THE computer age is not what it’s cracked up to be.

So we have the internet? So we have e-mail? So messages come screaming around the curve of the world at very nearly the speed of light? Does this mean the work gets done any faster?

No. It means I learn that my sister in England has the flu before she has even taken the aspirin. It means I can write back with the message: “Take an aspirin,” before she’s had time to pop the tablet out of the packet.

But the work goes on at exactly the same pace it always did. Possibly slower, because internet access in the office means I can find a buyer for a complete set of Credence Clearwater records while I’m sitting at my desk.

There is only one office-related activity that happens faster since the arrival of computers – the office joke.

There was a time when you could hear a joke in Townsville, board a bus to Sydney, take a ship to the UK, and still deliver the gag in London as fresh and funny as the day you heard it.

But now the punch line overtakes you before you have time to say, “There was an Australian, a Kiwi and an Irishman…”

There’s no life in a joke any more. They die faster than butterflies. You used to be able to save them for the pub in the evening and get belly laughs out of them. Now you can run all the way direct from the office, blurt out the story before you order a beer, and everyone will still say: “Heard it three months ago. Someone sent it from China.”

But they don’t even understand Australian humour in China! They probably thought it was a Confucius proverb and forwarded it in the interests of world peace.

Or maybe they treat e-mail with a lot more respect in China, in which case they will have formed a very bizarre notion of how life is lived in the western world.

If you were a Chinese living in the northern city of Urumqi what would you make of an entirely unsolicited message from Rasmussen about a bishop and actress and a cucumber, if you didn’t realise it was a joke?

It could play havoc with the immigration program.

Not many of these internet gags actually make me laugh any more. I guess by the time they’ve trudged through every country that has a power supply and a keyboard, and been bounced off various satellites they’re just too tired to really have their hearts in their work.

And there are so many of them! Are people employed to invent them, shovelling them daily onto the internet, like coals into a furnace? Or do they just grow, like fruit on a tree, and find their way round the world through a kind of electronic osmosis?

And they’re always in English. You’d expect most of them to be in English, but how come the occasional Swahili side-slapper doesn’t get through?

Invaders from outer space will examine the internet and discount the English‑speaking nations as being unable to take life seriously.

Instead they’ll negotiate with leaders who speak Urdu, or Icelandic, while we’re forwarding messages around the world that have all the seriousness of a plastic flower that squirts water in your face.

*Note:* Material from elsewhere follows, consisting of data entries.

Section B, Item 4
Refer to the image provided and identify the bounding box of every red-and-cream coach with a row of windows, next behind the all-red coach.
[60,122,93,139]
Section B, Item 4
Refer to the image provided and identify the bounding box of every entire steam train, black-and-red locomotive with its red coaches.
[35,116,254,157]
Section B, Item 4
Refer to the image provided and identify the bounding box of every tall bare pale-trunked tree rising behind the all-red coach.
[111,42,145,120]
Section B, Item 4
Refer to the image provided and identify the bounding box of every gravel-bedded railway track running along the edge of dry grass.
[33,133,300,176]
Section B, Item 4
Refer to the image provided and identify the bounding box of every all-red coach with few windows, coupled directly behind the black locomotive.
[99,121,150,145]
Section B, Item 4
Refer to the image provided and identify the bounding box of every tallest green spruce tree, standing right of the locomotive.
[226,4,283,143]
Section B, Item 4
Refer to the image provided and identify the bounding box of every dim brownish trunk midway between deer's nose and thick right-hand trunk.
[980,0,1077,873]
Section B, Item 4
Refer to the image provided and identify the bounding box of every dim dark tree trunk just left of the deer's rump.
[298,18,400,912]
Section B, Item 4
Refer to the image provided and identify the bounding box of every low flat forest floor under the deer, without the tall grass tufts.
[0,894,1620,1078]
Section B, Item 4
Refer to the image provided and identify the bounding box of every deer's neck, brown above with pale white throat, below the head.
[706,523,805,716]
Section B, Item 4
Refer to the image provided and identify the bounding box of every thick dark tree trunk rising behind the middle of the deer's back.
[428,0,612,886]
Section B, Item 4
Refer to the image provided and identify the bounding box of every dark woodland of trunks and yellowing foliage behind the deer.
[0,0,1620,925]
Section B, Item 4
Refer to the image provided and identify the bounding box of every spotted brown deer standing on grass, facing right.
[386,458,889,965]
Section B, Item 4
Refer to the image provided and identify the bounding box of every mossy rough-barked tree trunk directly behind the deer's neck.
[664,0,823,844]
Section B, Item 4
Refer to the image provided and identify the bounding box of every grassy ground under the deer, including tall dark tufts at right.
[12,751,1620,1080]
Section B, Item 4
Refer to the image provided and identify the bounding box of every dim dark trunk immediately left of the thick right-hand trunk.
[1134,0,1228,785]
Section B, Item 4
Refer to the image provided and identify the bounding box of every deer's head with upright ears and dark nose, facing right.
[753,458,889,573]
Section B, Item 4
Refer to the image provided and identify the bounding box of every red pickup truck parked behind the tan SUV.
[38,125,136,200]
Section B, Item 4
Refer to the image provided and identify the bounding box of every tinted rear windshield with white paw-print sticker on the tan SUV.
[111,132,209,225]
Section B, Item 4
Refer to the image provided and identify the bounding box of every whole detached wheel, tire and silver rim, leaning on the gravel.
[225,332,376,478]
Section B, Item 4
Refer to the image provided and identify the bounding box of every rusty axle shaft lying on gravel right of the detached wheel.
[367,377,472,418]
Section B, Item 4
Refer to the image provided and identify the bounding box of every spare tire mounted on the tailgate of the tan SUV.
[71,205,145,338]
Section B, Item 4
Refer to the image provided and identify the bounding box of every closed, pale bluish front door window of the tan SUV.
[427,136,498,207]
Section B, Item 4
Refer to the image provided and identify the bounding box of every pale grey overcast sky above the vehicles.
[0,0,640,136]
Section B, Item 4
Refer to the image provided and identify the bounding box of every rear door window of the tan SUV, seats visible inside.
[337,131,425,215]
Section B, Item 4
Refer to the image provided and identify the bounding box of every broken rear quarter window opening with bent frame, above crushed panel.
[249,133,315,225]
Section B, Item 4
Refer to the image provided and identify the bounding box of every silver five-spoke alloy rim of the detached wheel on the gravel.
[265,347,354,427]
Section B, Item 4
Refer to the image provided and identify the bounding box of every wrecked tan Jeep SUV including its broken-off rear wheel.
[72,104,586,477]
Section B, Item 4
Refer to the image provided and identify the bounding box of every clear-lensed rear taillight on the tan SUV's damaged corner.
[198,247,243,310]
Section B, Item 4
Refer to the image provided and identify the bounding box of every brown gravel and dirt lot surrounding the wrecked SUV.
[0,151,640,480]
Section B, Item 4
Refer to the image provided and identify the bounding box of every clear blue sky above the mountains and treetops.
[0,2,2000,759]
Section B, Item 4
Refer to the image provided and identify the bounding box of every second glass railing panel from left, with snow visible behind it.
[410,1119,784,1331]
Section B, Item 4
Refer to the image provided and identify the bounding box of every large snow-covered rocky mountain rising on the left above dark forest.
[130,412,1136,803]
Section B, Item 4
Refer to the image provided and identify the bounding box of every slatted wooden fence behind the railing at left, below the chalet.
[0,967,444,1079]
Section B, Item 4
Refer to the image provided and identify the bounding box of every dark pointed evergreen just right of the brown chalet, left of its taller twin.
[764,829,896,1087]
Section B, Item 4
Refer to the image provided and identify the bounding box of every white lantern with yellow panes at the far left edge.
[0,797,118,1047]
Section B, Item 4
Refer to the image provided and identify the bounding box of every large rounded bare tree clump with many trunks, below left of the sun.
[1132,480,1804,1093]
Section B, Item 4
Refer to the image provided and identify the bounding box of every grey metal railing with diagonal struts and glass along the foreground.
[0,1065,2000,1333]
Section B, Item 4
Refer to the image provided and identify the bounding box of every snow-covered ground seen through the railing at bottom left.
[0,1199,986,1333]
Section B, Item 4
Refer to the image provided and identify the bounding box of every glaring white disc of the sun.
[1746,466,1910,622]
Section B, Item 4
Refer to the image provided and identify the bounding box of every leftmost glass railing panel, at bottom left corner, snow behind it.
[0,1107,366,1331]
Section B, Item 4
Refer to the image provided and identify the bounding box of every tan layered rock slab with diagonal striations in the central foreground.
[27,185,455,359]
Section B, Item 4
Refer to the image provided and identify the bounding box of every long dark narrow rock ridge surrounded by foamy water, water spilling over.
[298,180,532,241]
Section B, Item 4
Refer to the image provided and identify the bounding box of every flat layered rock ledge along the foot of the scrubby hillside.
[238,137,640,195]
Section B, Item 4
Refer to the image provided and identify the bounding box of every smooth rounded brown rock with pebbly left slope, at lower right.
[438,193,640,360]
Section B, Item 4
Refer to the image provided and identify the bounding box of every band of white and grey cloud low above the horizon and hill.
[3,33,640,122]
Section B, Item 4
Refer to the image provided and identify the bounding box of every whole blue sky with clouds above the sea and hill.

There are some bonuses with the internet, however. It’s now possible to send an e‑mail spreading the malicious rumour that your boss cross‑dresses and owns a dog the size of a rat that he carries in his handbag, in the certain knowledge that within 24 hours everyone in the world will have read it, including him, his wife and his children, and it will be virtually impossible to trace you as the originator.

You could even give his name and address.